Since I keep bumping into “Well, Obama hasn’t closed Guantanamo, so that means he didn’t want to close it,” I want to address that briefly. The short answer is that Congress passed a law in 2010 that prevents the Defense Department from transferring Guantanamo detainees to the U.S. for any reason. This doesn’t leave the President with many options.
Before that —
– President Obama came into office in January 2009, and two days after his inauguration, he signs his first executive order, calling for the closure of the prison at Guantanamo Bay within one year.
– Less than five months later, Congress — controlled by Democrats — votes overwhelmingly to neutralize that executive order, and to keep Gitmo open, by choking off the funds needed to enact the executive order by building new facilities, seeking deportations, etc. The vote in the Senate was 90 to 6.
– In November 2009, the Obama administration tried another tack: they plan to move 100 remaining Gitmo detainees (not including KSM and other 9/11 direct suspects) to an all-but abandoned, state-of-the-art prison in Illinois. The rural town wanted the deal, and the jobs that would come with it. Again, the deal was blocked, and demogogued, by Congressional Republicans, and as of today, the “Gitmo North†plan seems to be dead on arrival.

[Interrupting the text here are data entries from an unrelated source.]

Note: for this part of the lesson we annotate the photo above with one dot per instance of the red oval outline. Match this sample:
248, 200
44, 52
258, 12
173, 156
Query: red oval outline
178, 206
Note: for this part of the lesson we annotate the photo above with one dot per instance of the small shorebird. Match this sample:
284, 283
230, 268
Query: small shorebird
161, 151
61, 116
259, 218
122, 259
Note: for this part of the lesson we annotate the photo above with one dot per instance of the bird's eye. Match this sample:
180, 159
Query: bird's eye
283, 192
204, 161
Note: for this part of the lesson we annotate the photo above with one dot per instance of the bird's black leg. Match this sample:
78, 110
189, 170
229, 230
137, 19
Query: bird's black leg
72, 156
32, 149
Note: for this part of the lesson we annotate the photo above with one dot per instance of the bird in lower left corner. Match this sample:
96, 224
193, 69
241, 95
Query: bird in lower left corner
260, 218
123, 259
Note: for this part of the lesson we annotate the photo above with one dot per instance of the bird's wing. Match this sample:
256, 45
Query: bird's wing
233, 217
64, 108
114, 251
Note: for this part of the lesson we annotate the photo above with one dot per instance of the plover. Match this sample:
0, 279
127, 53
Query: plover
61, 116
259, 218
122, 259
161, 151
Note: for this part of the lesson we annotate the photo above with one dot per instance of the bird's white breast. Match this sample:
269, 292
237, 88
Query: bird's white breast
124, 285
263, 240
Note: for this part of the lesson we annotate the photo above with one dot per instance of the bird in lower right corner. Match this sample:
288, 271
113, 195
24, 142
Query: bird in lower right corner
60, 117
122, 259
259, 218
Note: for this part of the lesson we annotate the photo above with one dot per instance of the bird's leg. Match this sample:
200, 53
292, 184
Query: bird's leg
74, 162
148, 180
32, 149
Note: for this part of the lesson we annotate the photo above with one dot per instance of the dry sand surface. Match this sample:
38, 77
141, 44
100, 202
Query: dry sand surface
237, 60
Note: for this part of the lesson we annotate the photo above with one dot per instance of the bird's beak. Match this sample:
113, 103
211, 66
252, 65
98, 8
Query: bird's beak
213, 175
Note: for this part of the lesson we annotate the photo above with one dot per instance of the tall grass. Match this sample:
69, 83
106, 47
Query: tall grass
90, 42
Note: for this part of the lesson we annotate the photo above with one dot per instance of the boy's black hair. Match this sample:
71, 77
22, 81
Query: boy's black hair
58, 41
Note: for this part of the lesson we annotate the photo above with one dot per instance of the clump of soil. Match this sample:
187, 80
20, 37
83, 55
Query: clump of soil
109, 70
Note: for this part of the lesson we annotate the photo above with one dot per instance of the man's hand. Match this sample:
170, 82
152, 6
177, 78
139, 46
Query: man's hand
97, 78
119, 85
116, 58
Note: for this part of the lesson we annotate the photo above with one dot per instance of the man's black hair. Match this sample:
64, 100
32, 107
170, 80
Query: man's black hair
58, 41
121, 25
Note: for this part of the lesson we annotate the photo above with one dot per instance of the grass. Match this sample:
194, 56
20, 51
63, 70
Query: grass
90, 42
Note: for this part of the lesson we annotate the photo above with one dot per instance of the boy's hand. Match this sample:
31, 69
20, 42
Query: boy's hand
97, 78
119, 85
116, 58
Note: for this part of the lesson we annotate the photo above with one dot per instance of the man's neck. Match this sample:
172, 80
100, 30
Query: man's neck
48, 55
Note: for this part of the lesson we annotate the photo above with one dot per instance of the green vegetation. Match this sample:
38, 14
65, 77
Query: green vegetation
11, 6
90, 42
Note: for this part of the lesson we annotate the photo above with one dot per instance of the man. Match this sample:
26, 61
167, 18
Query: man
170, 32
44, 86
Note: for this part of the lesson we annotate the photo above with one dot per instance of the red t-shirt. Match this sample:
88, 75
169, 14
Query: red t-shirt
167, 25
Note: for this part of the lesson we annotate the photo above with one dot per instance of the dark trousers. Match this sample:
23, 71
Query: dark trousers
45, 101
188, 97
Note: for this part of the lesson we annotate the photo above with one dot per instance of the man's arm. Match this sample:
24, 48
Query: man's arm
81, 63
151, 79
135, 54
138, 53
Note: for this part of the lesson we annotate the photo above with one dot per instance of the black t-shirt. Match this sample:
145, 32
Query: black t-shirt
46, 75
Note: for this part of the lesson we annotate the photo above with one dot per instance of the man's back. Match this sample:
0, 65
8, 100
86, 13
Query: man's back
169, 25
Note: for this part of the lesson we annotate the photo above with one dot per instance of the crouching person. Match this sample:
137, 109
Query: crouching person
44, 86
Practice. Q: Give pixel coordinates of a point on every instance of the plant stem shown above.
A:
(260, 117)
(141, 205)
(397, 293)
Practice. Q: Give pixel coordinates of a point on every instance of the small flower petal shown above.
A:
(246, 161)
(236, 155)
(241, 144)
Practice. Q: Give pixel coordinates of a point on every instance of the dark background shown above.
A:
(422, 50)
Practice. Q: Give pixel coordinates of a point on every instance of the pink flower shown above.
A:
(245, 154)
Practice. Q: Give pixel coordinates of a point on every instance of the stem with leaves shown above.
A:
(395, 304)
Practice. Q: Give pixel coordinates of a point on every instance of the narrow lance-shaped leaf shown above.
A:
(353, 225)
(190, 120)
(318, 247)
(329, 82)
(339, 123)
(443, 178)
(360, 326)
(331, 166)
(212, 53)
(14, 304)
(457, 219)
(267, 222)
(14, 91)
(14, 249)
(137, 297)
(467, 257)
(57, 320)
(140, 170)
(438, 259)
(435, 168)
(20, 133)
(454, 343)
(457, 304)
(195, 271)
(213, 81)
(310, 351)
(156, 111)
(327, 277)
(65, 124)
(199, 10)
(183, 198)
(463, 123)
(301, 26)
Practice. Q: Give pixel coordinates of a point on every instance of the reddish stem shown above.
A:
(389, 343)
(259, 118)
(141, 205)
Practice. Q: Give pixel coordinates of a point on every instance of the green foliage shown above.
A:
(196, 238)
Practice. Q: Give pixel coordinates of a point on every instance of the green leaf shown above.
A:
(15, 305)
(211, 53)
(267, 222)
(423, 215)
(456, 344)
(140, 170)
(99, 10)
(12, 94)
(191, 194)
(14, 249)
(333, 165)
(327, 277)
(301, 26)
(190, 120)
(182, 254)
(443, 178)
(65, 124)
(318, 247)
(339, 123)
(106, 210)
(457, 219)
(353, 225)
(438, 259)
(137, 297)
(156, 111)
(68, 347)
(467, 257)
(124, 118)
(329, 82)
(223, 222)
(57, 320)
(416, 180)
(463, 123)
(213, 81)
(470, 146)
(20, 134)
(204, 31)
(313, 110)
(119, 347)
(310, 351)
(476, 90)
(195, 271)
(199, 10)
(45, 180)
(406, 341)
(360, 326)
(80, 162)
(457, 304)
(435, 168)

And then came the 2010 law, and there’s not much else President Obama can do other than get some other country to take them or turn them all loose. This is as good a one-blog-post summary of the mess as I’ve found anywhere. It shows the White House making a sincere effort to close Guantanamo but being repeatedly blocked by Congress, in particular Democrats in Congress.
Now, one could argue that the White House could have handled Congress better — we can always argue that — but reviewing what actually happened, I have to agree with the blogger that it is grossly disingenuous to conclude that Obama didn’t want to close Guantanamo.
And if he appears to have given up for the moment, I don’t blame him. This is not a fight to pick this close to the elections. Outside of us hard-core liberals there is not much pubic support for closing Guantanamo, I suspect. This may not be a fight that any first-term president could be expected to win.